Io in ambito psichiatrico parlo di doppio errore metodologico, perché non solo non si ha lo stesso substrato biologico, ma con gli animali non condividiamo neppure la stessa modalità di comunicazione. 

Non siamo in grado di comprendere il linguaggio degli animali, quindi non possiamo capire esattamente cosa vogliono comunicarci quando miagolano, ragliano, ecc.
Come fanno a studiare le patologie psichiatriche negli animali che non parlano?
Vi spiego un trucco da vero prestigiatore che finora ha funzionato bene…
Vengono date agli animali delle sostanze chimiche, per esempio allucinogeni, che fanno cambiare il loro comportamento, e poi si presume che tale cambiamento del comportamento sia indice di una malattia mentale paragonabile a quella umana.
Da sempre ci continuano a dire che i vivisettori utilizzano gli animali perché sono differenti da noi, perché non hanno lo stesso sviluppo cognitivo, ecc.
Ma quando studiano per esempio la depressione, schizofrenia, l’ansia negli animali non gli riconoscono un mondo emotivo? Se questi animali non hanno un mondo emotivo, non vivono emozioni e non soffrono, allora il discorso decade da solo. Viceversa, se ce l’hanno, allora bisogna anche porsi il problema della sofferenza.
Ma non finisce qua, perché la cosa veramente incredibile è che tutti gli psichiatri del mondo per fare una diagnosi usano il DSM, il Manuale diagnostico e statistico dei disturbi mentali.
In tale manuale c’è scritto che per ogni diagnosi devono essere soddisfatti certi criteri. Alla fine sono riportati i cosiddetti “criteri di esclusione”. Questi criteri escludono la diagnosi quando vengono soddisfatti. Sapete qual è il criterio di esclusione uguale per tutte le patologie psichiatriche? 

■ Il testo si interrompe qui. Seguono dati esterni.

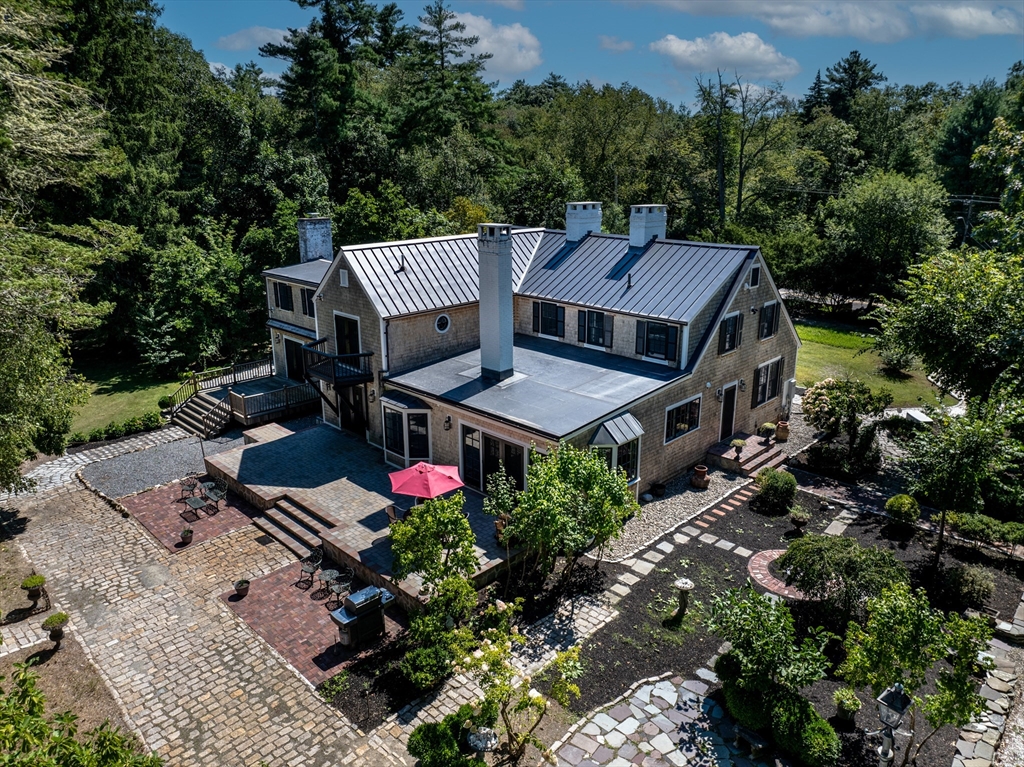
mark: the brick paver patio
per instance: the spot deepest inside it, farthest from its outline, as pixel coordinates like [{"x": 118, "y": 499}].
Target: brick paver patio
[
  {"x": 295, "y": 622},
  {"x": 160, "y": 511}
]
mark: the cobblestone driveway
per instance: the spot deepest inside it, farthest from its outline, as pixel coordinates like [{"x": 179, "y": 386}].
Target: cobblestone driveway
[{"x": 199, "y": 686}]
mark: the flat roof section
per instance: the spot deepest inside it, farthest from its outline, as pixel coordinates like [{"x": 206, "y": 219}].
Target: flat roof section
[{"x": 557, "y": 388}]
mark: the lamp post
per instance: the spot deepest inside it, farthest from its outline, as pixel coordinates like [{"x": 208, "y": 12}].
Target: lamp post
[{"x": 893, "y": 704}]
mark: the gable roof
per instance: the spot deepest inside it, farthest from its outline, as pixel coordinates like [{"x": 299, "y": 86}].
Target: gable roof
[
  {"x": 667, "y": 279},
  {"x": 431, "y": 273},
  {"x": 309, "y": 272}
]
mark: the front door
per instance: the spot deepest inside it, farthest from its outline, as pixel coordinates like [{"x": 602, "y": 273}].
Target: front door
[
  {"x": 347, "y": 332},
  {"x": 351, "y": 411},
  {"x": 293, "y": 358},
  {"x": 728, "y": 412}
]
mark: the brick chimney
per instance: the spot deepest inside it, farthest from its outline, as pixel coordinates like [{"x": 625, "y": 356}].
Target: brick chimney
[
  {"x": 314, "y": 238},
  {"x": 582, "y": 218},
  {"x": 647, "y": 221},
  {"x": 494, "y": 244}
]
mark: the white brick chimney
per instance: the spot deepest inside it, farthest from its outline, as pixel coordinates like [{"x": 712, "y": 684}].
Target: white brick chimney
[
  {"x": 314, "y": 238},
  {"x": 647, "y": 221},
  {"x": 494, "y": 244},
  {"x": 581, "y": 218}
]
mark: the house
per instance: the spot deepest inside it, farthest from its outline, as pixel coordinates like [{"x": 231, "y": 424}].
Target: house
[{"x": 468, "y": 349}]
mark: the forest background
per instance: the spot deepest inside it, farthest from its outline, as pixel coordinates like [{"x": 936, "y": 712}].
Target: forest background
[{"x": 142, "y": 195}]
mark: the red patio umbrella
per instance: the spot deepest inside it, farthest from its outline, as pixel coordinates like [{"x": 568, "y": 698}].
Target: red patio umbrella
[{"x": 425, "y": 480}]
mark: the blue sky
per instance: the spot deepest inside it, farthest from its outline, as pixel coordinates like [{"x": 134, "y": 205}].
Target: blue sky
[{"x": 662, "y": 45}]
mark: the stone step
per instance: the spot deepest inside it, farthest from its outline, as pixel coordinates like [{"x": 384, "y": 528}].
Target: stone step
[
  {"x": 317, "y": 521},
  {"x": 283, "y": 537}
]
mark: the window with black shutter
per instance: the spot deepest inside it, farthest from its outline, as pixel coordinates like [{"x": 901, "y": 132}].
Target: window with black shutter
[{"x": 730, "y": 334}]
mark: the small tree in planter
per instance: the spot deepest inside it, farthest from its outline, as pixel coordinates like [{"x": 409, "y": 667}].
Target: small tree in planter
[{"x": 54, "y": 625}]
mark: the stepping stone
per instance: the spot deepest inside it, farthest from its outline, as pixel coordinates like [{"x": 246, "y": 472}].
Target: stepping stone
[{"x": 643, "y": 567}]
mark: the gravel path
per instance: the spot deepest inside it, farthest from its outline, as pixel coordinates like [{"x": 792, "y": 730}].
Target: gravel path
[{"x": 134, "y": 472}]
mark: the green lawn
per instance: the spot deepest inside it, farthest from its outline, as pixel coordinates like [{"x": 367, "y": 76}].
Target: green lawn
[
  {"x": 117, "y": 391},
  {"x": 830, "y": 350}
]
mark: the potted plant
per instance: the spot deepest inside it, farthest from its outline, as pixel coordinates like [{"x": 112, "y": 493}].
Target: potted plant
[
  {"x": 34, "y": 585},
  {"x": 847, "y": 702},
  {"x": 799, "y": 519},
  {"x": 54, "y": 625}
]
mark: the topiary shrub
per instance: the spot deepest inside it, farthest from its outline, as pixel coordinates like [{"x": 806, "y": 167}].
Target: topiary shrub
[
  {"x": 747, "y": 707},
  {"x": 970, "y": 585},
  {"x": 776, "y": 491},
  {"x": 903, "y": 509}
]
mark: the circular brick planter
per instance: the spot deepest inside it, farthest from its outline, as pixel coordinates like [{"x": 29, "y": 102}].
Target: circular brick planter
[{"x": 758, "y": 567}]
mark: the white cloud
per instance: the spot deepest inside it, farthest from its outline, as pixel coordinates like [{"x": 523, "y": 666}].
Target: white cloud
[
  {"x": 745, "y": 53},
  {"x": 514, "y": 48},
  {"x": 878, "y": 22},
  {"x": 251, "y": 37},
  {"x": 614, "y": 44}
]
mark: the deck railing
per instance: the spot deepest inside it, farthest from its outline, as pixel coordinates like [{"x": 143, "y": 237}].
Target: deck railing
[{"x": 214, "y": 378}]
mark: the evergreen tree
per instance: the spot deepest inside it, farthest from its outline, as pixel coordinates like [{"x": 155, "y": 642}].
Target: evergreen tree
[{"x": 849, "y": 77}]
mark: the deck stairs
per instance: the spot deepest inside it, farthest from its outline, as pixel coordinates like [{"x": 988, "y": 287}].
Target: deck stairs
[
  {"x": 198, "y": 416},
  {"x": 296, "y": 525},
  {"x": 754, "y": 457}
]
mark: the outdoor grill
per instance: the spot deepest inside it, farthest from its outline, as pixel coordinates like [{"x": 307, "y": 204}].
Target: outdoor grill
[{"x": 361, "y": 615}]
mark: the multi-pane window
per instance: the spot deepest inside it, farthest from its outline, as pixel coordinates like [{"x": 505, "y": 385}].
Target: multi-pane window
[
  {"x": 595, "y": 328},
  {"x": 549, "y": 318},
  {"x": 730, "y": 333},
  {"x": 308, "y": 307},
  {"x": 682, "y": 418},
  {"x": 767, "y": 380},
  {"x": 283, "y": 297},
  {"x": 768, "y": 324},
  {"x": 657, "y": 340}
]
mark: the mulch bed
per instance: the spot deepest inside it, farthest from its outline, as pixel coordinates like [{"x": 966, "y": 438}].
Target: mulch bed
[{"x": 165, "y": 514}]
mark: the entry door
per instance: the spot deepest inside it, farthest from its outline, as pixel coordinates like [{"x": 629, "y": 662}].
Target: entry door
[
  {"x": 293, "y": 358},
  {"x": 347, "y": 332},
  {"x": 728, "y": 412}
]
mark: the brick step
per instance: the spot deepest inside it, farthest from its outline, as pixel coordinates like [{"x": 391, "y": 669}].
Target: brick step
[
  {"x": 315, "y": 519},
  {"x": 283, "y": 537}
]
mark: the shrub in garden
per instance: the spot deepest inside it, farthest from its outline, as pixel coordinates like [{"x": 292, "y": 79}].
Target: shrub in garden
[
  {"x": 903, "y": 509},
  {"x": 776, "y": 489},
  {"x": 970, "y": 585}
]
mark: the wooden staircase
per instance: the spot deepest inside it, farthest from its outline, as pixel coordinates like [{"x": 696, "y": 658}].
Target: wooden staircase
[
  {"x": 754, "y": 457},
  {"x": 296, "y": 525},
  {"x": 204, "y": 416}
]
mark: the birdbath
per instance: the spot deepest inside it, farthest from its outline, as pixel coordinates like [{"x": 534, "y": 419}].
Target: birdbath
[
  {"x": 684, "y": 586},
  {"x": 483, "y": 740}
]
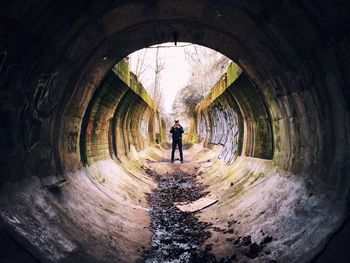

“Bisogna escludere l’assunzione di sostanze psicoattive o malattie internistiche che possono essere responsabili di quei sintomi”.
E’ chiaro? In pratica, i criteri stessi attraverso i quali si creano degli animali psicotici, depressi o ansiosi, in realtà per i clinici, sono esattamente i criteri per escludere quelle stesse malattie!
In parole povere se un essere umano è allucinato perché ha assunto un allucinogeno dico che è drogato e non schizofrenico, se invece ad un animale somministro un allucinogeno dico che è schizofrenico.
Che tipo di rapporto, vicinanza o relazione c’è tra un modello che viene creato utilizzando dei criteri che sono escludenti la stessa condizione nell’uomo?
Questa, visto l’argomento, è follia pura o totale irrazionalità.
Per i farmaci tradizionali c’è la sperimentazione su animali e poi sull’uomo: vale la stessa cosa per gli psicofarmaci?

L’iter della sperimentazione degli psicofarmaci è identica a quella per i farmaci.
Se una casa farmaceutica vuole mettere sul mercato un nuova sostanza chimica, prima la sperimenta negli animali, dopo su persone che hanno un disturbo specifico e su volontari sani, che accettano di diventare “cavie umane” per denaro…
Alla fine la sperimentazione a chi serve?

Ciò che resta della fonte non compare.